1. Field of the Invention
This invention relates to an optical waveguide device, and more particularly to an optical waveguide device with diffraction gratings, which are arranged in such a manner that a guided wave, after being diffracted by the gratings, exits from the optical waveguide.
Moreover, the present invention relates to an optical waveguide device with diffraction gratings, which are arranged in such a manner that an external wave of light, after being diffracted by the gratings, enters the optical waveguide device.
2. Description of the Prior Art
Heretofore, there have already been proposed several types of optical waveguide devices in which a wave travels in a guided mode along an optical waveguide laid on a substrate. In such a type of optical waveguide device, grating couplers, formed on the surface of the optical waveguide, are commonly employed in causing a guided wave to be emitted from the optical waveguide, or an external wave to be introduced into the optical waveguide.
The grating couplers are advantageous in that an incoming or an outgoing wave tends to suffer less deterioration in optical quality and to be stable when it enters, or is emitted from, the optical waveguide. However, it is also well admitted that this type of grating couplers have drawbacks such as a low entrance/emission efficiency of the wave, and that the variation of the efficiency is sensitively dependent on errors in the dimensions of the grating couplers, that is, errors in the ratio of pitch to line width.
In order to improve the entrance/emission efficiency of the wave, attempts have been made to effectively reduce the number of coupled beams in the grating coupler. Examples of such attempts include the arrangment shown in the Journal of the Optical Society of America Vol. 63, No. 11, pp. 1419-1431. In this arrangement, grating couplers are formed on the surface of an optical waveguide, which surface is located on the substrate side, on a transparent substrate. With these grating couplers, a guided wave is diffracted into the air side and the substrate side, and the wave of a minus-first order diffracted toward the substrate is reflected from the reflecting layer on the surfaces of the substrate. Thus, the reflected wave interferes with the minus-first order wave diffracted to the air side, thereby intensifying each other. This arrangement, which principally effects the coupling of two beams, prevents the distribution of an optical power into two directions: the substrate side and the air side, because the waves effectually exit only to the air side, thereby realizing high coupling efficiencies.
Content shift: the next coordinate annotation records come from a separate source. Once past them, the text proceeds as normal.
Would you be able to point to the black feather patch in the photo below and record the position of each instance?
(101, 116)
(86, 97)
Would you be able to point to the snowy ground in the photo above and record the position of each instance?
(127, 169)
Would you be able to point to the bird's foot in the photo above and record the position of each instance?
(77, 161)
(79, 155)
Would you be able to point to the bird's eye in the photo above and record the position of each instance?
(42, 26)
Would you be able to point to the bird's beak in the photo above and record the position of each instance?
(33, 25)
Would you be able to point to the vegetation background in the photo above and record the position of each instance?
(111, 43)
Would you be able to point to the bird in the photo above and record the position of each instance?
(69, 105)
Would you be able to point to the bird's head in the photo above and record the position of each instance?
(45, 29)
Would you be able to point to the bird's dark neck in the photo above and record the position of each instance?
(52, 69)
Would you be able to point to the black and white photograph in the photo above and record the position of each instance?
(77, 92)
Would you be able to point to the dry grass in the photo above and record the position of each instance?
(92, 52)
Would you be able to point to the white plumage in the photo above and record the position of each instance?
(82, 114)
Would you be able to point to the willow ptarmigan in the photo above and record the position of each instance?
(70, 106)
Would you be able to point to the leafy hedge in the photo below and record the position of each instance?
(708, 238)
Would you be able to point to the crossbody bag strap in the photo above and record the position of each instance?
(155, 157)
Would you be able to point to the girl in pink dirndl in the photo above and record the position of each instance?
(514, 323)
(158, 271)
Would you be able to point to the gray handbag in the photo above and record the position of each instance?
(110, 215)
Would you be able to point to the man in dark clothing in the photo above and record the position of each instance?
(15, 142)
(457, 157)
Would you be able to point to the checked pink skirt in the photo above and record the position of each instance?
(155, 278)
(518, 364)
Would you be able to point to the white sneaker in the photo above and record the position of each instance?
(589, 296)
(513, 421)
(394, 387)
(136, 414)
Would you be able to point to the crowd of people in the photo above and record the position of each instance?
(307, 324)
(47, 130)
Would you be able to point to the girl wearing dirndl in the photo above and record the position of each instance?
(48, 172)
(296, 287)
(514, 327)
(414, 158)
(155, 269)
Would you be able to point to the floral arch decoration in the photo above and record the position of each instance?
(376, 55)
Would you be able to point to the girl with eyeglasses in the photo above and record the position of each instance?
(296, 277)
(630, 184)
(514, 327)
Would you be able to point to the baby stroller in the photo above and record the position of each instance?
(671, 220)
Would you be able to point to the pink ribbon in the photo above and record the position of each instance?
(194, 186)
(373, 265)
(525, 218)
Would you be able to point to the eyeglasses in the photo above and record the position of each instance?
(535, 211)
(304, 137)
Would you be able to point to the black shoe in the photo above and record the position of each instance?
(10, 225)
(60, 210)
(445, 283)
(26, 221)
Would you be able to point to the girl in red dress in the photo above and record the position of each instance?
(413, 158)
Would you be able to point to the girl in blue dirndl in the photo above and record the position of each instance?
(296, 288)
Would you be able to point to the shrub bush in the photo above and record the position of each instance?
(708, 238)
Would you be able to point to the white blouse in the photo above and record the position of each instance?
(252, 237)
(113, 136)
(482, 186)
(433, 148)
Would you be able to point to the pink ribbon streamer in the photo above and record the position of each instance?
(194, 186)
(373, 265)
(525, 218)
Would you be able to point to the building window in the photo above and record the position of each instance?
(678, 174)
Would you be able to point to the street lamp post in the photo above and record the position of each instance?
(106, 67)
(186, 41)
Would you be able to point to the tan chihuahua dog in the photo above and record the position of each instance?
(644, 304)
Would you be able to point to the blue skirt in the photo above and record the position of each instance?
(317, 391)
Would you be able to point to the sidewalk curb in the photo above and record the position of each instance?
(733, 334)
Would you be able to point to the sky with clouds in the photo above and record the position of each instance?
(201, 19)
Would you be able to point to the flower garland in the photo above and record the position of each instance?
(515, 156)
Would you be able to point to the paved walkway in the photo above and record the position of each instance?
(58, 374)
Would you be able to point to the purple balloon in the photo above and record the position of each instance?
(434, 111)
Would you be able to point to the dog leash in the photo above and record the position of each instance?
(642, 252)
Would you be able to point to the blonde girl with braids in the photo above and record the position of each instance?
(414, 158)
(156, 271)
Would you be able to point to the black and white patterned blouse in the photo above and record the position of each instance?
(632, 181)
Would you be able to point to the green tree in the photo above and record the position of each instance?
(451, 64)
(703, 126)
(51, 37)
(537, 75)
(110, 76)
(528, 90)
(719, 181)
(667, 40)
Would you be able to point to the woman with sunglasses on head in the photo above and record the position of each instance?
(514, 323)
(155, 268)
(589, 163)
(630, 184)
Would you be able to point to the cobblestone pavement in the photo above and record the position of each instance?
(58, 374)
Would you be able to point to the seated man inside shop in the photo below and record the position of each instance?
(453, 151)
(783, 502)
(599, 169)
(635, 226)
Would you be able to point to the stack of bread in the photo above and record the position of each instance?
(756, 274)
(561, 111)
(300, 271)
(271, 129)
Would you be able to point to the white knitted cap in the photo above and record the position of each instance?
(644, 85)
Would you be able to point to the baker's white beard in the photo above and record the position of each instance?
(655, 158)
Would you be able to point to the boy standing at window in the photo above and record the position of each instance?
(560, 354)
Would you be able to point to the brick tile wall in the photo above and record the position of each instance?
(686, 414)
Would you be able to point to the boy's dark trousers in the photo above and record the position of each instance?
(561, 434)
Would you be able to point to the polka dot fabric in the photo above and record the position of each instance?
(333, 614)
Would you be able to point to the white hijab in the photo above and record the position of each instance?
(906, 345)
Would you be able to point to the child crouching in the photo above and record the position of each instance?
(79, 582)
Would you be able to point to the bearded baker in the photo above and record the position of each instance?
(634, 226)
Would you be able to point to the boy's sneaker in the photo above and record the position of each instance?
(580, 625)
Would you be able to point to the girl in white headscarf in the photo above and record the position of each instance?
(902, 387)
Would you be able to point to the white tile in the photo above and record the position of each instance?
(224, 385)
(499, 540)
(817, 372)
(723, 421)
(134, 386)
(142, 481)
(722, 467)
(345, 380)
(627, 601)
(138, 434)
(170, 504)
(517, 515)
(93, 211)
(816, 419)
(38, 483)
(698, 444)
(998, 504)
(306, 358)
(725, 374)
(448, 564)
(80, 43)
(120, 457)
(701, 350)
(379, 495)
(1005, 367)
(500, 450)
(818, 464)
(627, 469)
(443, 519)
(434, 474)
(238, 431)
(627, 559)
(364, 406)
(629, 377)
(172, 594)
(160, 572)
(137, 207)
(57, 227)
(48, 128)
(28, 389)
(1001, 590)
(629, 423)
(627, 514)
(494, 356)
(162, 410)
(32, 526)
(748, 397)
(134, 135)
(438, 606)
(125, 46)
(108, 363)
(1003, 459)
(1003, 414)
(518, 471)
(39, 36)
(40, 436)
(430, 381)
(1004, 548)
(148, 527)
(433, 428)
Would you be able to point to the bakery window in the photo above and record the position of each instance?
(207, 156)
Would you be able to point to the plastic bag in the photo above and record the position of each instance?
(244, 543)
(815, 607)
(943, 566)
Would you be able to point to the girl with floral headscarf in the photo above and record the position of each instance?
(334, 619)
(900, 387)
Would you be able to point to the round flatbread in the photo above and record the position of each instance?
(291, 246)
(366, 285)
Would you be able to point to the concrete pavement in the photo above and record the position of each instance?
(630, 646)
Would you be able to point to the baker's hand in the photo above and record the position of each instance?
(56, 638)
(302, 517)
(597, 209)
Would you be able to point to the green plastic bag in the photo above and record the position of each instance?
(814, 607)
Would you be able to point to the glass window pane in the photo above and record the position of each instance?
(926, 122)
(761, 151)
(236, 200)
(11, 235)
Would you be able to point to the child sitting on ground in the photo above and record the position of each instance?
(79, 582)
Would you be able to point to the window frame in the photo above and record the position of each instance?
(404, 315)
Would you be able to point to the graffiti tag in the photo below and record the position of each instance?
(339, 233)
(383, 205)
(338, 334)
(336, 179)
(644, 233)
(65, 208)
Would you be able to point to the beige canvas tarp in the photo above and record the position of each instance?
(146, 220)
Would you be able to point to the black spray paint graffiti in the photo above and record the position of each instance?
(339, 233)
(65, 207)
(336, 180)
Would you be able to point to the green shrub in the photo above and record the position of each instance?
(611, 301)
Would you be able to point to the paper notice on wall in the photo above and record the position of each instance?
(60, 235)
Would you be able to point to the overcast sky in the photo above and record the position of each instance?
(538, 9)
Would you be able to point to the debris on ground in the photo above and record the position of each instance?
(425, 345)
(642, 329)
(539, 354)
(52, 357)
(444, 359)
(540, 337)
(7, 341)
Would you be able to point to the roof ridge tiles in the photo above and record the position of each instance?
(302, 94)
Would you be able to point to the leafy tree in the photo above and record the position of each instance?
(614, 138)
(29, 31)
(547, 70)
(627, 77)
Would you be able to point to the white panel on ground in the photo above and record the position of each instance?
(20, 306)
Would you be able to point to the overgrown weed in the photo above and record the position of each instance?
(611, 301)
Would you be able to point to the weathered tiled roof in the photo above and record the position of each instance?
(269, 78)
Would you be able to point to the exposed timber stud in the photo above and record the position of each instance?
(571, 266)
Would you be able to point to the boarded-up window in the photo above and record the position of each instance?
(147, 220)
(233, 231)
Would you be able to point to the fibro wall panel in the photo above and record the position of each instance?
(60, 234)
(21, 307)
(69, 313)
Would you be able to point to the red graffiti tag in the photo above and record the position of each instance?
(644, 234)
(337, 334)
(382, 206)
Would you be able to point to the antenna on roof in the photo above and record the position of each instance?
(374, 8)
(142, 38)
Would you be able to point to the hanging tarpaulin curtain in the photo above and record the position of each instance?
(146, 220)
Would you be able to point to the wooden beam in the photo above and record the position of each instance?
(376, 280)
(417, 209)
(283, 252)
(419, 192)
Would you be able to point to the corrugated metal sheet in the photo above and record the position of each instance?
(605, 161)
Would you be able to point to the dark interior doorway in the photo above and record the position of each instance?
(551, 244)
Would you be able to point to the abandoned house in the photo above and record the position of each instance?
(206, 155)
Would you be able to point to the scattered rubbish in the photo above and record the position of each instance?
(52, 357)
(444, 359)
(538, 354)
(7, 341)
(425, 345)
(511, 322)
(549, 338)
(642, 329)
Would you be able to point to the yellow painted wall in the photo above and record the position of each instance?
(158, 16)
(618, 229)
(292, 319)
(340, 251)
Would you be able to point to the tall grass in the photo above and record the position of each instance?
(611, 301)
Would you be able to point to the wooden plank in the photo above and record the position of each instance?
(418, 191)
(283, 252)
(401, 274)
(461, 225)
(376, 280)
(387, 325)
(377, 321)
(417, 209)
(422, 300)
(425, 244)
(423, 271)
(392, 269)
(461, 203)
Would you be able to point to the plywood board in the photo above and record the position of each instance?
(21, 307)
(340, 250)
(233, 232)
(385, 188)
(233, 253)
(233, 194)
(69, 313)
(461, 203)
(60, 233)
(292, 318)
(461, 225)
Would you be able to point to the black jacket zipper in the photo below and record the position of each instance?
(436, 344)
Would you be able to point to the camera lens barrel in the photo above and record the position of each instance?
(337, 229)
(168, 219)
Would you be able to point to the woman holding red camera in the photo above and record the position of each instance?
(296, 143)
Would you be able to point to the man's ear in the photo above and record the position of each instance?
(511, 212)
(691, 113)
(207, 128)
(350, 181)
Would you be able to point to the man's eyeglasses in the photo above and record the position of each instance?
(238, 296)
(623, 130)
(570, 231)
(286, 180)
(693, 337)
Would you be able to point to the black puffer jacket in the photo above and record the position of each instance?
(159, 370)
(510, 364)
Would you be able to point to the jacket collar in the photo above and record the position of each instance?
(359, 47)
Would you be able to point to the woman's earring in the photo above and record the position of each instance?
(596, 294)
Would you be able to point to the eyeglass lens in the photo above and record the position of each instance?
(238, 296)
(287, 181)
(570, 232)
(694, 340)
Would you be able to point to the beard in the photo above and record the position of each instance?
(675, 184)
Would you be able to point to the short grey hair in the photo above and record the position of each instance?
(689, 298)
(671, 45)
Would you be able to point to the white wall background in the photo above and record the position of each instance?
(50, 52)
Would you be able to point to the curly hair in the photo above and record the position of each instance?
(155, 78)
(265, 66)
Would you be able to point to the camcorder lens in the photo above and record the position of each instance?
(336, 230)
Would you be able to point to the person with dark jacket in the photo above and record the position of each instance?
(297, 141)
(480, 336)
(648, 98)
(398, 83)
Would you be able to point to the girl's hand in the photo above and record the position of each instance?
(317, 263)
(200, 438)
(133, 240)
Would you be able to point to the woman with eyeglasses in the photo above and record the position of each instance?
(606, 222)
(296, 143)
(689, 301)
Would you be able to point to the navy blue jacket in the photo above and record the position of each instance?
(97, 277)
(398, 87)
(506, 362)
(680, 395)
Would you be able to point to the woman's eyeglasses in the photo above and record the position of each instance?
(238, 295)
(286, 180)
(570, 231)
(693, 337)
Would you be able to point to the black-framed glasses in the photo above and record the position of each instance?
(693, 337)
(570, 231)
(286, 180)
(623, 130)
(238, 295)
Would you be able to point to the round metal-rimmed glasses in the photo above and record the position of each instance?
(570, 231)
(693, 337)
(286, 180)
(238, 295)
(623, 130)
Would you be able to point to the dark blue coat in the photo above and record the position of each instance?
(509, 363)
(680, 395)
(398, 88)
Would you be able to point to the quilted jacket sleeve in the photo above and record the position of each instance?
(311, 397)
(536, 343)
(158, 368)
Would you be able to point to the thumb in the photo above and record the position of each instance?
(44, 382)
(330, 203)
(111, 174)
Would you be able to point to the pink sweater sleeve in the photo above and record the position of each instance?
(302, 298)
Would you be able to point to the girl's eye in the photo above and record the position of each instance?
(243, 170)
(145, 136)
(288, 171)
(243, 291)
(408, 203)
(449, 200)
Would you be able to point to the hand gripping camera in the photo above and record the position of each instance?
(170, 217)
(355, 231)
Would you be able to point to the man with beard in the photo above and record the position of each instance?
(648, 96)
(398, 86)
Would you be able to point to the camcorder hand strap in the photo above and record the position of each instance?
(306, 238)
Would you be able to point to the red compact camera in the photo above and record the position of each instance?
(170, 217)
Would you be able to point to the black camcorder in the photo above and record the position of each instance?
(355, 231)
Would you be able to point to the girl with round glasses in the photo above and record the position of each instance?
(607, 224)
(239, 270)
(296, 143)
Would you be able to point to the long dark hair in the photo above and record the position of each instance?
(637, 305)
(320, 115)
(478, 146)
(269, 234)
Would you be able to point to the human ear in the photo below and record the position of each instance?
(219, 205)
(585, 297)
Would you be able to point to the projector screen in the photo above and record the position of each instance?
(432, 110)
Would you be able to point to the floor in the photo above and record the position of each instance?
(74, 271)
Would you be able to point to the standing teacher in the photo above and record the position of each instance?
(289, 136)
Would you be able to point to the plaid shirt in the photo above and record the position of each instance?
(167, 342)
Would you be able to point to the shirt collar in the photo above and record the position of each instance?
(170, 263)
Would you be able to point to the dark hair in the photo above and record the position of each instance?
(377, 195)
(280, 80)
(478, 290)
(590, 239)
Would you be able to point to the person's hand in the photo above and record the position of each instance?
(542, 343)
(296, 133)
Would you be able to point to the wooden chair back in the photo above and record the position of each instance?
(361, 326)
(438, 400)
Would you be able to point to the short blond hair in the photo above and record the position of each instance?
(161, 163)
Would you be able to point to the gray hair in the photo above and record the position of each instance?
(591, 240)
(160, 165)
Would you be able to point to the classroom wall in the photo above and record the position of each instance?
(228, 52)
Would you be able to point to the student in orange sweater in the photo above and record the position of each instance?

However, this arrangement requires extremely strict conditions in coupling the two beams in order to obtain considerably high coupling efficiencies, which in turn require grating couplers of submicrons or less in width, and which render the aspect ratio of the grating coupler difficult to control. Therefore, the grating coupler of this type is very difficult to manufacture.
The above-mentioned literature also relates to the fact that a minus-second order wave, as well as a minus-first order wave, are diffracted into both the substrate and the air. Particularly, this literature discloses the arrangement in which the minus-first order wave diffracted to the substrate is reflected from the reflecting layer on the surface of the substrate to interfere with the minus-first order diffracted wave directed to the air in such a manner as to intensity each other, and in which the minus-second order wave diffracted to the substrate is reflected from the reflecting layer on the surface of the substrate to interfere with the minus-second order wave oriented to the air so as to weaken each other. This arrangement will be inferior in efficiency due to the coupling of four beams without the reflecting layer, but can lead to high coupling efficiences when the reflecting layer is employed because the distribution of the optical power to the minus-first order diffracted wave is effectually improved by means of the reflecting layer.
This arrangement results in the pitches of the grating couplers being less smaller, but the resultant pitches are still not more than 1 .mu.m, which renders the fabrication of the grating couplers difficult. Moreover, even with this arrangement, the precise regulation of the aspect ratio is difficult to practice, thereby rendering the control of the coupling length between the grating couplers and the optical waveguide difficult: that is, entailing differences in the diameter of an outgoing beam and input efficiencies.
Another example is disclosed in U.S. Pat. No. 4,691,982. In this example, grating couplers are formed on the surface of an optical waveguide laid on a transparent substrate: that is, the surface of the optical waveguide being much closer to the air side. In addition, a cladding layer (a buffer layer) is further provided over the grating couplers. The cladding layer is then covered with a relecting lyaer.
With this structure, a wave diffracted by the grating coupler toward the substrate interferes with a wave which is first diffracted toward the cladding layer and is subsequently reflected from a boundary, between the cladding layer and the reflecting layer, back to the substrate, thereby intensifying each other, and then the resultant wave emerges from the substrate.
This arrangement, however, probably fails to achieve the high efficiency because it lacks a definite number of beams, to be coupled with a guided wave, and the specific order of diffracted waves being used.